Join Your Exam WhatsApp group to get regular news, updates & study materials HOW TO JOIN

# Unit VI Major Multivariate Data Analysis Techniques for Business Research Mcom sem 4 Delhi University

## Unit VI Major Multivariate Data Analysis Techniques for Business Research Mcom sem 4 Delhi University

### Unit VI Major Multivariate Data Analysis Techniques for Business Research Mcom sem 4 Delhi University

Unit VI Major Multivariate Data Analysis Techniques for Business Research MCOM sem 4 Delhi University : During the last two or three decades, multivariate statistical analysis has become increasingly popular. The theory has made great progress, and with the rapid advances in computer technology, routine applications of multivariate statistical methods are implemented in several statistical software packages, making it simple even for the novice to undertake fairly sophisticated multivariate statistical analysis of data at their disposal.

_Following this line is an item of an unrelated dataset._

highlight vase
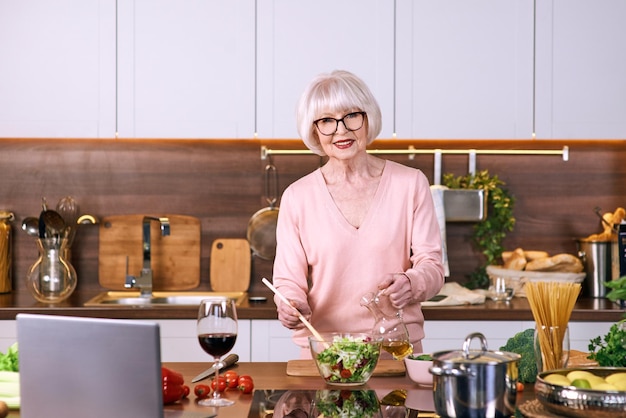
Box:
[27,237,77,303]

While this is certainly a welcome development, we find, on the other hand, that many users of statistical packages are unable to appreciate, what they are doing, and this is particularly true for multivariate statistical methods. With the increasing use of multivariate statistical methods by business analysts, it is important for business-major students to develop an understanding of multivariate statistical methods:

### Unit VI Major Multivariate Data Analysis Techniques for Business Research MCOM sem 4 Delhi University

Even though business executives are not generally required to undertake sophisticated statistical analysis themselves, they are often presented with reports and articles based on such analysis. Furthermore, many executives have heard about these techniques and would like to use them as analytic and decision support tools. The traditional approach to the teaching of multivariate statistical analysis, as exemplified by Anderson (1958), relies heavily on advanced matrix mathematics.

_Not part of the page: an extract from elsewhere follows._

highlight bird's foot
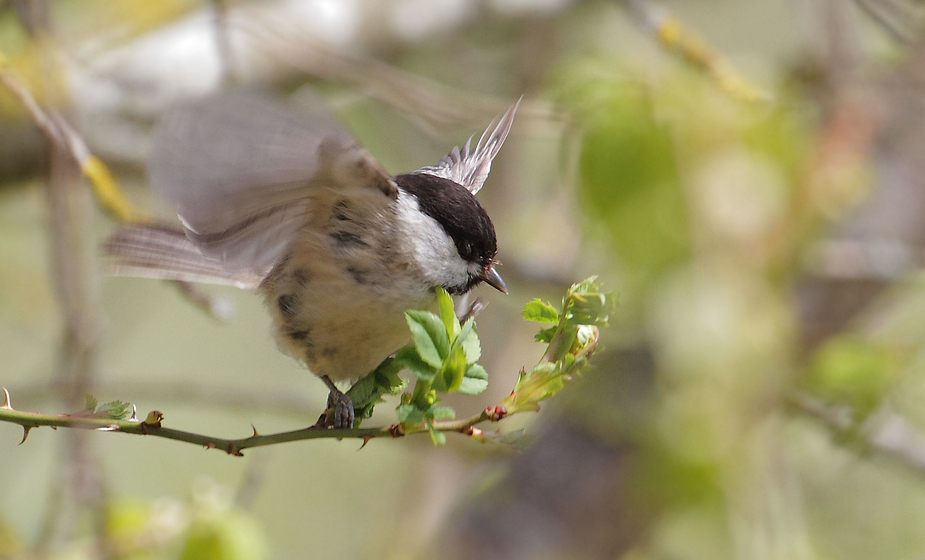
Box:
[315,375,355,430]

On the other hand, Hury and Riedwyl(1988) suggest that it is possible to understand most of the basic ideas underlying multivariate statistical analysis without a mastery of such mathematics, provided that these are conveyed with the help of real data sets. Since most business data do not follow the usual normality assumption, there are often (possibly severe) limitations in the use of some of the standard multivariate statistical techniques.

Real data sets are therefore required not only to illustrate the statistical techniques concerned, but also to clarify the assumptions needed for these techniques to be valid. In this paper, we propose a non-mathematical data-driven approach for teaching multivariate statistical methods to business-major students. Despite this, we are mindful of the need for students to know some basic linear algebra and univariate statistical concepts. Such basic knowledge provides students with the foundation necessary for the application of the appropriate multivariate statistical procedures and for the interpretation of results.

### Unit VI Major Multivariate Data Analysis Techniques for Business Research MCOM sem 4 Delhi University

Business data and the approach to analyse them

Business data sets are usually large and undifferentiated. They are therefore generally closer to data encountered in the social sciences and differ somewhat from the more precise data encountered in the physical and natural sciences. Large and undifferentiated data sets contain so many inter-relationships that it is virtually impossible to make sense of them without fust arriving at a summary description. Multivariate statistical analysis, when applied to such data sets, should allow us to “explore” the data sets with a view to discovering, describing and understanding the major inter-relationships.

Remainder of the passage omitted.